Dalam rekonstruksi perkara dugaan suap bansos Covid-19, tiga tersangka dalam perkara ini turut dihadirkan yakni, mantan pejabat pembuat komitmen (PPK) Kemensos, Matheus Joko Santoso dan Adi Wahyono, serta pihak swasta Harry Sidabuke turut dihadirkan untuk melakukan reka adegan.
Kendati demikian, mantan Mensos Juliari Peter Batubara dan pihak swasta yang juga ditetapkan sebagai tersangka, Ardian Iskandar Maddanatja (AIM) tidak dihadirkan dalam rekonstruksi ini.
Pelaksana tugas (Plt) juru bicara KPK, Ali Fikri menyampaikan, rekonstruksi perkara yang tidak digelar di tempat kejadian perkara (TKP) hanya permasalahan teknis. Karena dalam rekonstruksi tersebut, reka adegan banyak dilakukan di sejumlah ruangan di kantor Kementerian Sosial.
“Soal teknis saja, bisa dimana saja. Poin pentingnya agar menjadi jelas rangkaian kontrusksi perkara,” pungkas Ali.
Dalam perkara ini, KPK menetapkan lima orang sebagai tersangka. Sebagai tersangka penerima suap diantaranya Juliari Peter Batubara selaku Menteri Sosial (Mensos) Matheus Joko Santoso (MJS) dan Adi Wahyono (AW) selaku pejabat pembuat komitmen (PPK) di Kemensos. Selain itu sebagai pemberi suap, KPK menetapkan Ardian Iskandar Maddanatja (AIM) dan Harry Sidabuke (HS) selaku pihak swasta.
KPK menduga, Juliari menerima fee sebesar Rp 17 miliar dari dua periode paket sembako program bantuan sosial (Bansos) penanganan Covid-19 untuk wilayah Jabodetabek. Penerimaan suap itu diterima dari pihak swasta dengan dimaksud untuk mendapatkan tender sembako di Kementerian Sosial RI.
Juliari menerima fee tiap paket Bansos yang di sepakati oleh Matheus Joko Santoso selaku pejabat pembuat komitmen (PPK) sebesar Rp 10 ribu perpaket sembako dari nilai Rp 300 ribu perpaket Bansos.
Sebagai Penerima MJS dan AW disangkakan melanggar Pasal 12 huruf a atau Pasal 12 huruf b atau Pasal 11 dan Pasal 12 huruf (i) Undang-Undang Nomor 31 Tahun 1999 tentang Pemberantasan Tindak Pidana Korupsi sebagaimana telah diubah dengan Undang-Undang Nomor 20 Tahun 2001 tentang Perubahan Atas Undang-Undang Nomor 31 Tahun 1999 tentang Pemberantasan Tindak Pidana Korupsi Jo Pasal 55 ayat 1 ke 1 KUHP.
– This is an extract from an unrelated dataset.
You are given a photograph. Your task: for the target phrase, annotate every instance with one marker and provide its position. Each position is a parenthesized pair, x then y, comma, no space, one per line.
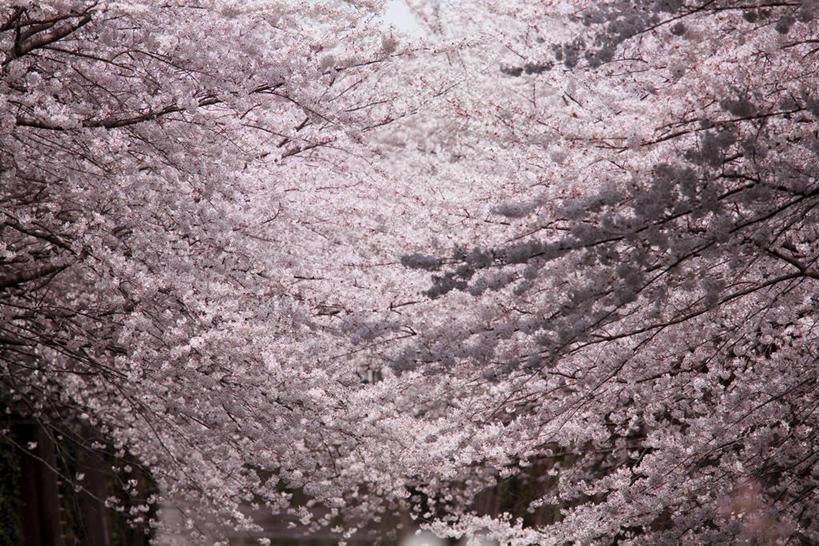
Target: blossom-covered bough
(218,217)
Sementara itu, JPB disangkakan melanggar Pasal 12 huruf a atau Pasal 12 huruf b atau Pasal 11 Undang-Undang Nomor 31 Tahun 1999 tentang Pemberantasan Tindak Pidana Korupsi sebagaimana telah diubah dengan Undang-Undang Nomor 20 Tahun 2001 tentang Perubahan Atas Undang-Undang Nomor 31 Tahun 1999 tentang Pemberantasan Tindak Pidana Korupsi Jo Pasal 55 ayat 1 ke 1 KUHP.
Pihak pemberi AIM dan HS disangkakan melanggar Pasal 5 ayat (1) huruf a atau Pasal 5 ayat (1) huruf b atau Pasal 13 Undang-Undang Nomor 31 Tahun 1999 tentang Pemberantasan Tindak Pidana Korupsi sebagaimana telah diubah dengan Undang-Undang Nomor 20 Tahun 2001 tentang Perubahan Atas Undang-Undang Nomor 31 Tahun 1999 tentang Pemberantasan Tindak Pidana Korupsi.